The human factors in LAX safety
I cannot agree more with the argument in The Times’ Nov. 22 editorial, “What LAX really needs,” that improving safety should be the highest priority at Los Angeles International Airport. However, improving safety at LAX cannot simply be achieved, as The Times suggests, by “reconfiguring the north airfield, where parallel runways built for and earlier generation of aircraft are too close together for safety operations.” The root cause of LAX’s safety problems lies elsewhere.
Based on my research and teaching on aviation safety and runway incursions for the last 20 years at the University of Southern California, I have found that human factors are the most important contributor to runway incursions. In fact, according to the two most recent authoritative studies on the state of runway safety in the United States conducted by the Government Accountability Office, in which I was one of the 25 experts who participated, “the primary causes of incursions, according to experts we surveyed and some airport officials, are human factors issues, which can include miscommunication between air traffic controllers and pilots, a lack of situational awareness on the airfield by pilots, and performance and judgment errors by air traffic controllers and pilots.” During the fiscal year 2007, “pilot error” and “controller error” accounted for 85% of runway incursion causes.
According to the GAO, among 20 major U.S. airports that experienced the most runway incursions from fiscal year 2001 to August 2008, LAX has had the highest number of the two “most serious” categories of incursions (where one airplane must “take extreme action to narrowly avoid a collision”) and the second-highest number of other types of incursions, after Chicago O’Hare International Airport.
I would like to point out that the most notable causes of runway incursions include, in addition to airport geometry and design, poor visibility (because of fog, for example), air traffic controllers’ communication practices, air traffic controller staffing, workload and fatigue, deficient or inoperative ground radar systems, departure delay, duty time limitation and pressure on cockpit crews, cockpit crews’ inadequate situational awareness, and cultural and language differences among interacting parties.
There are strong indications that our air traffic controllers nationwide are increasingly suffering from fatigue.

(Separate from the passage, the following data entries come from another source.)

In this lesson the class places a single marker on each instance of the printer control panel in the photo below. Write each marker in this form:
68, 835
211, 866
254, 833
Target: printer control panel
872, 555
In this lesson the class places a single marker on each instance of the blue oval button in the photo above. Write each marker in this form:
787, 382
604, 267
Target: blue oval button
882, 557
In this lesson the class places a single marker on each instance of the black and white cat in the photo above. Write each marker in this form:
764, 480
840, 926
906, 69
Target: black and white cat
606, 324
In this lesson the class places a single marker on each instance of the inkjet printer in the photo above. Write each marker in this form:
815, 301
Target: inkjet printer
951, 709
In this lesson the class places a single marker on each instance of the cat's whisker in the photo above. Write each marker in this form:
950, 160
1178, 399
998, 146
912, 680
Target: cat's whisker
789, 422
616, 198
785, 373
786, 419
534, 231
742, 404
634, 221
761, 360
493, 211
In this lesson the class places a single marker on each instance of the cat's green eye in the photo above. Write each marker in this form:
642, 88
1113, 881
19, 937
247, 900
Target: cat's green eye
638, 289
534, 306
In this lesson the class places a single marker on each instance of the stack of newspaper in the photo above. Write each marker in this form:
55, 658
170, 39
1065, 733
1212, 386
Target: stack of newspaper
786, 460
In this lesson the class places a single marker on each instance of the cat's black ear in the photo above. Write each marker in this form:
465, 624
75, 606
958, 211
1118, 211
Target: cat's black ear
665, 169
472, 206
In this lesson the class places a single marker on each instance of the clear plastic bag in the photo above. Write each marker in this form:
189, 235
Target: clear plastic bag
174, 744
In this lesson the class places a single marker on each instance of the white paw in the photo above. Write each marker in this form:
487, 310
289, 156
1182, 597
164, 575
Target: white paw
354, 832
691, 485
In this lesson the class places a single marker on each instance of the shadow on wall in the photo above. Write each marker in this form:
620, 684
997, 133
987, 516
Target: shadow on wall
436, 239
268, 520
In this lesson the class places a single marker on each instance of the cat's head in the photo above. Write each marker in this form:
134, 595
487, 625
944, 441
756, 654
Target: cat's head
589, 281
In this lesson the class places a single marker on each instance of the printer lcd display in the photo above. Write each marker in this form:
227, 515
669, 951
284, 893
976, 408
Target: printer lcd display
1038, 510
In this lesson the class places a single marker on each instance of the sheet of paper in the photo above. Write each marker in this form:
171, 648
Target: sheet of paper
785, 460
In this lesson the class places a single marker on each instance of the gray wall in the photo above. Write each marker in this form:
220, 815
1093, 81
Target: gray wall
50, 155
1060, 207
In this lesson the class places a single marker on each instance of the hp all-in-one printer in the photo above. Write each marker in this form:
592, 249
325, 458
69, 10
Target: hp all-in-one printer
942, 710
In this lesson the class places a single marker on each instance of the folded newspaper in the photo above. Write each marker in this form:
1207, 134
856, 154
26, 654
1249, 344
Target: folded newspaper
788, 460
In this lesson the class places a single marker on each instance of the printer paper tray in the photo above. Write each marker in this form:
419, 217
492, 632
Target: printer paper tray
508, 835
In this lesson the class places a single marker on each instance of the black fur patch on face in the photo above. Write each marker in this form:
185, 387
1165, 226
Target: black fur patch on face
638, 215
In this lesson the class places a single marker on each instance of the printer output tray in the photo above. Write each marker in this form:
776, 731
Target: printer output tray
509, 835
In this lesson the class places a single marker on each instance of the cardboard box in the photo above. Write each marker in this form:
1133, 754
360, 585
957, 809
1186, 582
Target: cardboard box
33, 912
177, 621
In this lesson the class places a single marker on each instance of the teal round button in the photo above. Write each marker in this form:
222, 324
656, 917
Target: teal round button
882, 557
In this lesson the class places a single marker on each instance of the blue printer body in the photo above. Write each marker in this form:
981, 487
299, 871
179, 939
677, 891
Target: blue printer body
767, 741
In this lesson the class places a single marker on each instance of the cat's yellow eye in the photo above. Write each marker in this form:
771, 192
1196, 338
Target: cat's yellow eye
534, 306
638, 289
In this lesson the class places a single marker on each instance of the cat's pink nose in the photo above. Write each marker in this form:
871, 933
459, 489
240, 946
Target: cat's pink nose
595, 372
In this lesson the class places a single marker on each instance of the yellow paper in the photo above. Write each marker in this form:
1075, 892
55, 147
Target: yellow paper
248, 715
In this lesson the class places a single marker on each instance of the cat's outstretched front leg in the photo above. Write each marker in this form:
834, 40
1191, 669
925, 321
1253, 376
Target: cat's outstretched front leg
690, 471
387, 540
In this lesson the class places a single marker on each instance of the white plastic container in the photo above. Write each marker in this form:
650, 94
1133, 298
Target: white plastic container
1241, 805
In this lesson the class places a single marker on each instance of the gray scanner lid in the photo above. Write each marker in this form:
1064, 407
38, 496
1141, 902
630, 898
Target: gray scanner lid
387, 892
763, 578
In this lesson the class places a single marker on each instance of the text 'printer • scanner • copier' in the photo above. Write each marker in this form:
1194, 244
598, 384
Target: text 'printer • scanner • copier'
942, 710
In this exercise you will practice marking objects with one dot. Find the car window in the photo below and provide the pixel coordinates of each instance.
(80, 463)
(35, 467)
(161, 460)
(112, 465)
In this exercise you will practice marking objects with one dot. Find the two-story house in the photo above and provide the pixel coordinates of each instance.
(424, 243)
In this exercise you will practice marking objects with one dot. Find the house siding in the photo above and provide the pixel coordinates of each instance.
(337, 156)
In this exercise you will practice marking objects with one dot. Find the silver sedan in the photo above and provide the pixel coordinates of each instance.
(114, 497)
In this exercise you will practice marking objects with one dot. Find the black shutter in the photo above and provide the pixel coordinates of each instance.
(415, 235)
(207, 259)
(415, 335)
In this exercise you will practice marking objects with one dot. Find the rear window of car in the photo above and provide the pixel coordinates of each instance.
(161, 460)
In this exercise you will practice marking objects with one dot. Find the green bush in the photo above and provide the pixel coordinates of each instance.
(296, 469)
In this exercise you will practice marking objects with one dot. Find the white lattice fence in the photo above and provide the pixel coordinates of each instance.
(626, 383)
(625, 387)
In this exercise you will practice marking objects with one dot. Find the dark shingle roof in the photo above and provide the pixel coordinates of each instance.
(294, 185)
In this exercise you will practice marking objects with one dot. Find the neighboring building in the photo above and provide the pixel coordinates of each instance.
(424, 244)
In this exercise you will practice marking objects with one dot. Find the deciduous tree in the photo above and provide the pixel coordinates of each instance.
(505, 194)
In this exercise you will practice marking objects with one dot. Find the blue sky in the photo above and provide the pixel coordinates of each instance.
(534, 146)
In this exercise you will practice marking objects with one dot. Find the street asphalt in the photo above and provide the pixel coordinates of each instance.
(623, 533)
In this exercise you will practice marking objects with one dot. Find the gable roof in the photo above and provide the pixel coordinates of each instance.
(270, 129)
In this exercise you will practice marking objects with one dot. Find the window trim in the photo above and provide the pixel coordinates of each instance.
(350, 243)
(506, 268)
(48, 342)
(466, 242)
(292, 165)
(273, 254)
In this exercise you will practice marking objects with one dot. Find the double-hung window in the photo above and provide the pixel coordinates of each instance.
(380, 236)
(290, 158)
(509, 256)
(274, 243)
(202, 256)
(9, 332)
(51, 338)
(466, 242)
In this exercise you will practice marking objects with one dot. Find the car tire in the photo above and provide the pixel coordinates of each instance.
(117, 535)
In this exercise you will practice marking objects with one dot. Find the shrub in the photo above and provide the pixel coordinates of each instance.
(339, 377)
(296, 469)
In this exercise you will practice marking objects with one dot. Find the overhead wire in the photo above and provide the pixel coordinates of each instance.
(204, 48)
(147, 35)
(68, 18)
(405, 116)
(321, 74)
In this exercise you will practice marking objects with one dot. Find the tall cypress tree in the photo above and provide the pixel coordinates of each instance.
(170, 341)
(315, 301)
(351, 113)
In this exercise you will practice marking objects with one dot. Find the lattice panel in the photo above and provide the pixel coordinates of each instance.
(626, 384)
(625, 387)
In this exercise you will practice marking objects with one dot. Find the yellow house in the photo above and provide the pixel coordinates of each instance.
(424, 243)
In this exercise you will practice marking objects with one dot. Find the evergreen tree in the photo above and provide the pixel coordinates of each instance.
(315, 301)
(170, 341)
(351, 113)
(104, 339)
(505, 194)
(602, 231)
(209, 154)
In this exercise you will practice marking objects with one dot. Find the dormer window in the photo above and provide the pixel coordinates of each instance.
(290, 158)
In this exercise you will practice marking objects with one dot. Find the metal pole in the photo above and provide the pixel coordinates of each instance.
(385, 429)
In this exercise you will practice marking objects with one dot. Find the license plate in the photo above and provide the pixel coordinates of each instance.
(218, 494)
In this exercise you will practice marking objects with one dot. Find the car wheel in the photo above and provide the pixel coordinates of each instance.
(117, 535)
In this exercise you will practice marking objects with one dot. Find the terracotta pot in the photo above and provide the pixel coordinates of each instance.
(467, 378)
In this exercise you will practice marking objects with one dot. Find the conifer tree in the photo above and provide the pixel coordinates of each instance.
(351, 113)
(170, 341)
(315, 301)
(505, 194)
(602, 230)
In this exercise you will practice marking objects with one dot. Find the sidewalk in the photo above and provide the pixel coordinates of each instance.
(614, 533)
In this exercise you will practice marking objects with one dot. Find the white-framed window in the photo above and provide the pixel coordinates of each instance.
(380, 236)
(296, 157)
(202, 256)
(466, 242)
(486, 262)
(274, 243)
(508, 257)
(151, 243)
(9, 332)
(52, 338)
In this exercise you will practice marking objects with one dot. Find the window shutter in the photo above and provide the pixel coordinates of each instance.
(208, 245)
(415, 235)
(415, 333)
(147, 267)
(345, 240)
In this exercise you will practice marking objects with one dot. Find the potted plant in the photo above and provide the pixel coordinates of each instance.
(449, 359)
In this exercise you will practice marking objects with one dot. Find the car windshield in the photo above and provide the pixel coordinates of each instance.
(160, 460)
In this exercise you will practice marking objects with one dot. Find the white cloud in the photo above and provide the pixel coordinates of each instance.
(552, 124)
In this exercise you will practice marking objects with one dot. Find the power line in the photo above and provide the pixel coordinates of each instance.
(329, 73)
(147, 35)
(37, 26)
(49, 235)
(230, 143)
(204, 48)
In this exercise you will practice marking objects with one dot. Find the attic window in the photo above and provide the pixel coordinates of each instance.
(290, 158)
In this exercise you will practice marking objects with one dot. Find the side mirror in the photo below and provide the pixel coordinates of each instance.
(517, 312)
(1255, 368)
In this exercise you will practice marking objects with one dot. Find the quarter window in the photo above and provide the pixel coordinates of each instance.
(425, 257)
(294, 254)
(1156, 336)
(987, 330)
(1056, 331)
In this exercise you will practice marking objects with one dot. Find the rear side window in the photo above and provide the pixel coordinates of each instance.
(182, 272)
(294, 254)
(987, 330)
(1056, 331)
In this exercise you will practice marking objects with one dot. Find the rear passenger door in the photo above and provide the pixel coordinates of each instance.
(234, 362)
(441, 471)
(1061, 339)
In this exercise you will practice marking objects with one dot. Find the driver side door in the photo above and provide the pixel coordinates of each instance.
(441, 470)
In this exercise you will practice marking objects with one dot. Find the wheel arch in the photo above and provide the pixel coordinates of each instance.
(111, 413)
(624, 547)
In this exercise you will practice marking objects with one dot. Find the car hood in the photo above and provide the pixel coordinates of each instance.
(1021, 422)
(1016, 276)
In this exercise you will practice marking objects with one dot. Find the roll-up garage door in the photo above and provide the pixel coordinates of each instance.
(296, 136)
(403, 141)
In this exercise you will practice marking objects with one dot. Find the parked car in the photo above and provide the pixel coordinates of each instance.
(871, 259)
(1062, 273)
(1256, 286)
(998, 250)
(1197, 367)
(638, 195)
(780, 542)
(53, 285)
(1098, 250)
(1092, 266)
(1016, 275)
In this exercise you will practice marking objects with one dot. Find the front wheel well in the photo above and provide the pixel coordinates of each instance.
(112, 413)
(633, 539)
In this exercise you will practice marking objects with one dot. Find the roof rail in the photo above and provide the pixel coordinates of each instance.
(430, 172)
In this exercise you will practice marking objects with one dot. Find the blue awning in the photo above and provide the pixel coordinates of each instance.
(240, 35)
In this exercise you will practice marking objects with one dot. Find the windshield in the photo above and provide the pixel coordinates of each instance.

This critical issue prompted the National Transportation Safety Board to update its “Most Wanted List” of safety improvements and add “three safety recommendations on air traffic controller fatigue to the existing aviation issue area that addresses human fatigue.”
To improve LAX safety, we have to act now by seriously addressing human factors such as workload, staffing, equipment adequacy and fatigue issues at the airport’s air traffic control tower. We cannot wait for federal agencies to conduct another protracted study and come up with recommendations. As The Times correctly says, “We expect better from our leaders” in this case. L.A. Mayor Antonio Villaraigosa should appoint an independent blue-ribbon commission to help tackle these urgent problems.
Najmedin Meshkati, a professor at USC’s Viterbi School of Engineering, conducts research on human factors in aviation safety.